James has lined up at every level of the defense this season. From the defensive line, to a glorified linebacker, to playing the deep part of the field, James has been asked to do it.

Snap counts from James this season, per Pro Football Focus:

  • Defensive line: 56
  • Box: 291
  • Free safety: 296
  • Slot corner: 134
  • Outside corner: 17

On Wednesday, James drew a lofty comparison to another star athlete in Los Angeles from his coach.

Staley compared the Chargers' do-it-all defender to Lakers star LeBron James based on the similarities they have to one another in how each player is able to play numerous positions without sacrificing efficiency.

"He is like that LeBron James-type of player where he can just do everything," Staley said of D. James. "The thing that makes LeBron so unique is that he plays all five positions, and he plays them all at a premium level. He can do everything at the highest level that you could ask anybody to do — point guard, two guard, scoring, three-point, guard any position, post-up game, transition. You name it, LeBron can do it. That is something that is rare, and that’s why everyone reveres him that way because everyone knows that there are not many people that can do that."

James spoke Wednesday at his locker with a great sense of appreciation that Staley delivered such a compliment in comparing him to one of the basketball greats.
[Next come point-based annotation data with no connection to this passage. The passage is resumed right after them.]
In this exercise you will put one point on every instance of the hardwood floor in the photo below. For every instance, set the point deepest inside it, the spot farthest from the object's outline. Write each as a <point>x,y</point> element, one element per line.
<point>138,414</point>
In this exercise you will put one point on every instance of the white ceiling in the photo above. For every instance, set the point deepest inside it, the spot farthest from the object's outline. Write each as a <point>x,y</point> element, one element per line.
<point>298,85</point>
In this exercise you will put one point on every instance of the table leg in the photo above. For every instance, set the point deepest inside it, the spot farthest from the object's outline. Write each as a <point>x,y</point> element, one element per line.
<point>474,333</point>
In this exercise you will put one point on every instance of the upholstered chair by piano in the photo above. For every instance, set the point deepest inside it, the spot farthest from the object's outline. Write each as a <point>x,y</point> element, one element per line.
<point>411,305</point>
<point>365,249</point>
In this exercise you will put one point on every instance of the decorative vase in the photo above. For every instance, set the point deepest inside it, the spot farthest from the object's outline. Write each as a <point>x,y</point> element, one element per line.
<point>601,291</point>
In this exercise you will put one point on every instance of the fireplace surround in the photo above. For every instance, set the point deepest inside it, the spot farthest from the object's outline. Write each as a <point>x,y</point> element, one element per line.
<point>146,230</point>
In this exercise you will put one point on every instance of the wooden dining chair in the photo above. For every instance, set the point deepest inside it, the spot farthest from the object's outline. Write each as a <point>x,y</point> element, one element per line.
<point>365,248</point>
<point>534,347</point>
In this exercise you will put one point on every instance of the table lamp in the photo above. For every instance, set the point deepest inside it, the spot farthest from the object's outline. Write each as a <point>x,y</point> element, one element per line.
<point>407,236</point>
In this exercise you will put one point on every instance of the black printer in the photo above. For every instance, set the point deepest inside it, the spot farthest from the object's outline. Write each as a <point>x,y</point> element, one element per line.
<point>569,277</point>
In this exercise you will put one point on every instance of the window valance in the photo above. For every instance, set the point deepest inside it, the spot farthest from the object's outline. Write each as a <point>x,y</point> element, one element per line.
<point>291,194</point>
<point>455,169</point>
"He said that? Oh, appreciate that," James said. "I don't try to look at myself like LeBron, but I try to look at myself like I can do a lot to help this team win. Whether it's playing in the box or playing deep. I'm not just out here thinking I'm LeBron."

As James has been deployed across the field in more ways than one this season, the Chargers have turned to him in the most critical spots to cover the opposing team's top skill player man-to-man.

Two weeks ago against the Chiefs, James received snaps matched up against tight end Travis Kelce. Last week, he was tasked with slowing down Cardinals wide receiver DeAndre Hopkins for lengths at a time.

"I say it all the time, but last week was a signature play because it’s him on Hopkins and Hopkins is as good of a receiver as there is in the pros," Staley added. "Derwin was able to knock that one down for us. You need those signature plays in big games like that to give you the energy, give you the lift. You have heard me say that, but your premium players in this league, they have to make premium plays for you because it really ignites your football team.”

After the Chargers' Week 11 loss to Kansas City left the team with a sour taste in their mouths, James looked to have taken that personally. Last Sunday in Arizona, he proved to be a difference maker, forcing a fumble that the Chargers would recover and later came down with an interception on a contested pass to Hopkins.

James says he use to envision himself being a versatile playmaker to this magnitude before it actually became a reality. 

"I used to imitate it on the video game, as crazy as it sounds," James said of the thought of him lining up at so many different positions. "Just trying to move my player everywhere. And then when I tried it in college, I'm like 'hey, this is not as bad as I think it is.'"

It's clear that James and the Chargers defense go hand-and-hand. He sets the tone for that unit, and they go as he goes. But James, while playing a multitude of different positions, says he prioritizes not just being a player that can play different spots, but that he wants to ensure he's able to do so at the level of expectations that he's set for himself.

"I don't want to be the guy just playing positions to play them," he said. "If I'm gonna move somewhere, I'm going to play them at a high level. That's always been my mindset."